Berlin zu Beginn der 1930er Jahre - In Deutschland herrscht in den Arbeiterschichten grassierende Armut und die Grossstädte sind der Anziehungspunkt für Obdachlose und Bettler. Viele Kinder und Jugendliche werden in Erziehungsanstalten sprich Heime abgeschoben und führen dort ein trostlosen Leben. Wer es dort nicht mehr aushält nimmt Reissaus und landet früher oder später auf den Strassen einer Grossstadt. Alleine ist das überleben schier unmöglich also schliessen sie sich zu Banden zu sammeln. Innerhalb dieser Cliquen herrscht absolute Loyalität und bringt den Burschen und Mädels ein kleines bisschen Gemeinschaftsgefühl und sie bietet Schutz vor körperlichen Übergriffen. Von einer solchen Schar, genannt die "Blutsbrüder", erzählt Ernst Haffner. Ohne ein Blatt vor den Mund zu nehmen oder etwas zu Beschönigen schildert er in einem eher sachlichen Tonfall den knallharten Überlebenskampf ums täglich Brot unter Jugendlichen. Zu lesen was die Heranwachsenden in der Winterkälte für ein paar Pfennige alles tun geht zu Herzen und wie sie sich freuen wenn sie mal für einen Abend etwas warmes zu essen zu haben und für ein paar Stunden nicht an ihre triste Existenz denken müssen löste bei mir ein Glücksgefühl aus.

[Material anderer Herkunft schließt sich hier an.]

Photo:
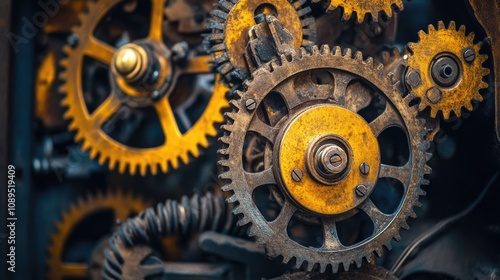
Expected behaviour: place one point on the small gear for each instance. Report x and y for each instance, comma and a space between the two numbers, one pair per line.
139, 74
446, 70
122, 206
232, 20
323, 171
362, 8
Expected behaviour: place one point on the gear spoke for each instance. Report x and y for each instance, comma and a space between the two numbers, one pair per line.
400, 173
261, 178
198, 65
264, 129
106, 110
99, 50
74, 270
379, 219
155, 32
332, 241
389, 118
167, 118
286, 213
289, 94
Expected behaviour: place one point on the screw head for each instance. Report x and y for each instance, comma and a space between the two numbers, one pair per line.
469, 55
434, 95
364, 168
361, 190
413, 79
250, 104
297, 175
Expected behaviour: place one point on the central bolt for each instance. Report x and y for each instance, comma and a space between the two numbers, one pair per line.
331, 159
130, 61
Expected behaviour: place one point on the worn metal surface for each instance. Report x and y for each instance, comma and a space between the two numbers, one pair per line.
178, 147
273, 234
486, 12
332, 194
362, 8
231, 23
122, 207
444, 94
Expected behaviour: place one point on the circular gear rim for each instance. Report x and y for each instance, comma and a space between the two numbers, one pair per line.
362, 8
102, 145
77, 212
246, 211
223, 62
447, 41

Der rationale Erzählstil enthält etliche wirkungsverstärkende Adjektive und stellt besonders im zweiten Teil die moralische Gesinnung ins Zentrum und sichert sich so die Anteilnahme der Leserschaft. Dennoch sind es die authentischen Figuren die in einer gefühlskalten Welt leben die an das Gemüt der Leser/-innen appellieren. Die zähe Widerstandskraft allen Widrigkeiten zu trotzen macht sie zu etwas ganz besondrem, für mich sogar zu kleinen Vorbildern in Anbetracht unserer heutigen Überflussgesellschaft.
Über Haffner ist bislang nur wenig bekannt. Zwischen 1925 bis 1933 arbeitete er in Berlin als Sozialarbeiter und Journalist. Nach der Machtergreifung durch die NSDAP wurde er 1938 noch einmal zur Reichsschrifttumskammer zitiert, danach verliert sich seine Spur.

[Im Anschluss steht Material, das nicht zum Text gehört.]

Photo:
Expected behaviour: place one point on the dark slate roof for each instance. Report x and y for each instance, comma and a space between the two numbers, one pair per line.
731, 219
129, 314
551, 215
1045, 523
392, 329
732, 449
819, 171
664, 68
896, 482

Vielleicht ist es die Weihnachtszeit die mich für diesen Roman schwärmen lässt, vielleicht ist er tatsächlich so gut wie ihn jetzt beschreibe. Wissen werde ich das erst mit etwas zeitlicher und emotionaler Distanz, aber solange will ich mit den überschwänglichen Lob nicht warten. Jetzt da sich das Jahr 2013 langsam den Ende zuneigt kann ich mit Gewissheit sagen, dass dieser Roman zu den Top 3 Bücher dieses Jahres gehört. Unbedingt Kaufen und Lesen und wem dieses Buch nicht gefällt hat ein Herz aus Stein! Wertung: Für mich ganz klar die vollen 10 Eulenpunkte.
Edit: Passage umgeschrieben da es mich inhaltlich gestört hat und falsch zu verstehen war.